For a given piece of functionality we write an executable acceptance test in human readable form (for web projects we typically use some domain-specific extensions to selenium, for services we have used FIT and it’s ilk, sometimes we roll our own if there’s nothing expressive enough available). We run it against a deployed version of the application (usually local though not always) which typically has a running web/application server and database. The test fails. We determine what endpoint needs to be created/enhanced and then we switch context down into unit-test land. A typical scenario would involve enhancing a unit test for the url mappings, adding one for the controller, then one for any additional service, domain object etc. When we’re happy and have tested and designed each of the required units we jump back up a level and get our acceptance test to progress further. The customer steers the development effort as he sees vertical ‘slices’ of functionality emerge. The acceptance test is added to a suite for that functional area. The continuous build system will then execute that test against a fully deployed (but scaled down) replica of the production environment, with hardware load balancer, vlans, multiple nodes (session affinity) and so forth. Any additional environmental monitoring (e.g. nagios alerting) is also done as part of this development effort and is deployed into the test environment along with the updated code.

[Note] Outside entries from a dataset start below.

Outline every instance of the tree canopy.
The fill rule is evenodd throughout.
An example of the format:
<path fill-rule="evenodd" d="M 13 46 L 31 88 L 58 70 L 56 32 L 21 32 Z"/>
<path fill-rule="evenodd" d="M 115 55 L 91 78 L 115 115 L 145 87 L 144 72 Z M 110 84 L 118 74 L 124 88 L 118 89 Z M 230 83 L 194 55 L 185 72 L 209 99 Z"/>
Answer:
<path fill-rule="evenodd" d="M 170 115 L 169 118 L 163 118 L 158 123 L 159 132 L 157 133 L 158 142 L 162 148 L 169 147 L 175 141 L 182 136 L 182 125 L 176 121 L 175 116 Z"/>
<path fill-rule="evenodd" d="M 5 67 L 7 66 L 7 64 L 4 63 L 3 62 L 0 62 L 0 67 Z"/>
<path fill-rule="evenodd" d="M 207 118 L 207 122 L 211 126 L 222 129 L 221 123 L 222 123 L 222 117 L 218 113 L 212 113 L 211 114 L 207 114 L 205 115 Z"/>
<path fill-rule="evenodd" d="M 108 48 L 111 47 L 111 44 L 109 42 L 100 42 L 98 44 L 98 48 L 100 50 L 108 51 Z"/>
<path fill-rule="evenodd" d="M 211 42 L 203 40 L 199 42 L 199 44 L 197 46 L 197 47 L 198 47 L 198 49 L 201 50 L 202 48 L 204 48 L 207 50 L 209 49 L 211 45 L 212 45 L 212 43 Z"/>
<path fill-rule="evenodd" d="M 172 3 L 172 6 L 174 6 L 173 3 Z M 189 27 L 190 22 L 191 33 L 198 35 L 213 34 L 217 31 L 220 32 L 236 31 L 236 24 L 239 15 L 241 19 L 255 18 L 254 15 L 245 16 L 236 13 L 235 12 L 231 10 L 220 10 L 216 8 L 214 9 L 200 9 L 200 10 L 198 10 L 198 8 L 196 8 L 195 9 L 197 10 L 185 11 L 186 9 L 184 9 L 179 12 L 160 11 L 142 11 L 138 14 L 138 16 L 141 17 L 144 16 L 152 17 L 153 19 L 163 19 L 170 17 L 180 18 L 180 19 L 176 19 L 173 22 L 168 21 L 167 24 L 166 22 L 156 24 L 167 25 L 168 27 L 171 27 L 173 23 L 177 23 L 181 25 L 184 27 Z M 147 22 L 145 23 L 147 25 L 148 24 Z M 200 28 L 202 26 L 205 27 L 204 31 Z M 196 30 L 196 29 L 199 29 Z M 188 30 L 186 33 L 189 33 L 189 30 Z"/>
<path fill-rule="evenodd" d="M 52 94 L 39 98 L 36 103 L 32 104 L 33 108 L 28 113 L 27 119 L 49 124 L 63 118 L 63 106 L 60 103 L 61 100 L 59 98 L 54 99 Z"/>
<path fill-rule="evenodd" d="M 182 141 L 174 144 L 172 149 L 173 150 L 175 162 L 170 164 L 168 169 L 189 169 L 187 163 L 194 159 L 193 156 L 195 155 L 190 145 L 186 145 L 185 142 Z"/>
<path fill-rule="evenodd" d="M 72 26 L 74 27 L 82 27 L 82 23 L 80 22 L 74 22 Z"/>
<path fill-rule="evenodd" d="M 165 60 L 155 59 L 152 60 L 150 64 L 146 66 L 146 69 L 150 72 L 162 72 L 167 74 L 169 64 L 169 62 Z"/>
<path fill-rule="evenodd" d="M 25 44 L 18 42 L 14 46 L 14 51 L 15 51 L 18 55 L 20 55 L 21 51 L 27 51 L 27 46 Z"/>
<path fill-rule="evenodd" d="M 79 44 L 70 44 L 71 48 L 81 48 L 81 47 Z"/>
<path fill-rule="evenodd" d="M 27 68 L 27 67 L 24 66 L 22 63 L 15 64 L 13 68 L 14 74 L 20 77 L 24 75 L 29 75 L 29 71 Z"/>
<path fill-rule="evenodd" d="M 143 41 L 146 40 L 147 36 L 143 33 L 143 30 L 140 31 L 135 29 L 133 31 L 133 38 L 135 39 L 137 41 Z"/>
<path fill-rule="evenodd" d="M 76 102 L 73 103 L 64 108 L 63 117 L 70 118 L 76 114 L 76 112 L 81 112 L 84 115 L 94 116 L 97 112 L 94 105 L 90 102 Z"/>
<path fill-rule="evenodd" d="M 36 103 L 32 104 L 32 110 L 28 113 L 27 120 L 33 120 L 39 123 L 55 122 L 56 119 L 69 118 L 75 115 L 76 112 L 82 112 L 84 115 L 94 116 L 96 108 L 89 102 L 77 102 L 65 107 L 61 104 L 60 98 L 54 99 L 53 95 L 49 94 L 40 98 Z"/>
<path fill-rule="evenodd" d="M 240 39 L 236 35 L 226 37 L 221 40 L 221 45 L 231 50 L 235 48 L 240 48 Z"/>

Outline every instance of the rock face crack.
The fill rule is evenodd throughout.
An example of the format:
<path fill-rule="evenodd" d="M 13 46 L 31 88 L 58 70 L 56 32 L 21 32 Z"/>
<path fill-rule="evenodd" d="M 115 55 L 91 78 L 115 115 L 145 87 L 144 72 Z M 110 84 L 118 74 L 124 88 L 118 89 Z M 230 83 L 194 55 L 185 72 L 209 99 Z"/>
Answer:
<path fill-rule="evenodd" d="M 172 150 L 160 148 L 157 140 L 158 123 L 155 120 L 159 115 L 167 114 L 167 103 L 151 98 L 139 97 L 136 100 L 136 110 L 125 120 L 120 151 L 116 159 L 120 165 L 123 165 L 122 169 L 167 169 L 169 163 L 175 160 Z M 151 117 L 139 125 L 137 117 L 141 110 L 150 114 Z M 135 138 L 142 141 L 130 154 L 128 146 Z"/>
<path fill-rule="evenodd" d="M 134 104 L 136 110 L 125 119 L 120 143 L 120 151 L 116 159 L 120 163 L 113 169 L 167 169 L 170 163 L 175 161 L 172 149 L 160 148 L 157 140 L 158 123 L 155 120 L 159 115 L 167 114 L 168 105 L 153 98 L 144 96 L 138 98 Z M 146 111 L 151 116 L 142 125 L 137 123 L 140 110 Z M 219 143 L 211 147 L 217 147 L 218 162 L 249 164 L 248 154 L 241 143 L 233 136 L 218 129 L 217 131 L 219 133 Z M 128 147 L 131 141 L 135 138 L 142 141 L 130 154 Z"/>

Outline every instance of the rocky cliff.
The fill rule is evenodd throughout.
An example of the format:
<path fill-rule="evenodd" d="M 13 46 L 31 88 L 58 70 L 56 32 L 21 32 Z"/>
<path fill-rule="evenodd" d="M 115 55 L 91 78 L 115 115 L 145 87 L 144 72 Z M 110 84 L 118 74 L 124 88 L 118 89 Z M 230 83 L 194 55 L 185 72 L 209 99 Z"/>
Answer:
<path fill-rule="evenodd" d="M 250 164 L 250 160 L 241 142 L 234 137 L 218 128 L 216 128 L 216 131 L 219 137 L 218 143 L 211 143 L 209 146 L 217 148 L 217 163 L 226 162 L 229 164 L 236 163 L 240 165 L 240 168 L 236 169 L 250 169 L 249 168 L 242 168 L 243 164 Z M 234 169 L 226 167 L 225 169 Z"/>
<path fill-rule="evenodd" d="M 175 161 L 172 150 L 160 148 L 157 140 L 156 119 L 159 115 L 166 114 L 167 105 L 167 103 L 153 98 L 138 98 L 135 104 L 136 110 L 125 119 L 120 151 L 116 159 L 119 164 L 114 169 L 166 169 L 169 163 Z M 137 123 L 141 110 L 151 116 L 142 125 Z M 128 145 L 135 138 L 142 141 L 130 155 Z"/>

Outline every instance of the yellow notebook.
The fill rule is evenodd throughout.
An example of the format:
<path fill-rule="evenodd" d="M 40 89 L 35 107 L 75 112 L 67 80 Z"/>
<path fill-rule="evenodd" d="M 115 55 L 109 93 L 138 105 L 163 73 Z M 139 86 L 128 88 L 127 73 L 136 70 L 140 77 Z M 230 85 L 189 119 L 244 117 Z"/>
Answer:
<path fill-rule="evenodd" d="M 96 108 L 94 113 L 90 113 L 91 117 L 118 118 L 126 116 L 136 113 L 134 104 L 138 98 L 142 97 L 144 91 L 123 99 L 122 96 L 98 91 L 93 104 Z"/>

Setting up the infrastructure to do this kind of testing takes investment, both initial and ongoing. The continuous build needs to be highly ‘parallelized’ so you get feedback from a checkin in 10 mins or less (we’re heavy users of virtualization, usually VMWare or OpenVZ). The individual acceptance test suites need to be kept small enough to run quickly before check-in.
Benefits of this approach
The continuous context-switch between acceptance test and unit test is key to our staying focused on delivering what the customer actually wants.
The customer has multiple feedback points that he can learn from and use to steer the development effort.
It confirms that the whole system works together – networking, DNS, load balancing, automated deployment, session handling, database replication etc.
We create additional ‘non-functional’ acceptance tests that automatically exercise other aspects of the system such as fail-over and recovery.
Upgrades to parts of the system (switches, load balancers, web caches, library versions, database server versions etc.) can be tested in a known and controlled way.
We’ve caught a number of integration-related issues using this approach (a few examples: broken database failover due to missing primary keys, captcha validation not working due to a web cache not behaving correctly, data not persisting because one database server had the wrong locale) and stopped them before they have reached our users. We have used the feedback as a basis for improving our products and their delivery at a system level.
OK this reply has now become far too long :-/ It would of course be good to discuss this in person sometime :)
J.B.'s taken the time out to respond and it seems that there's a lot of common ground. Maybe there's a language problem here in developer land? Do we need some clear common definitions in this area?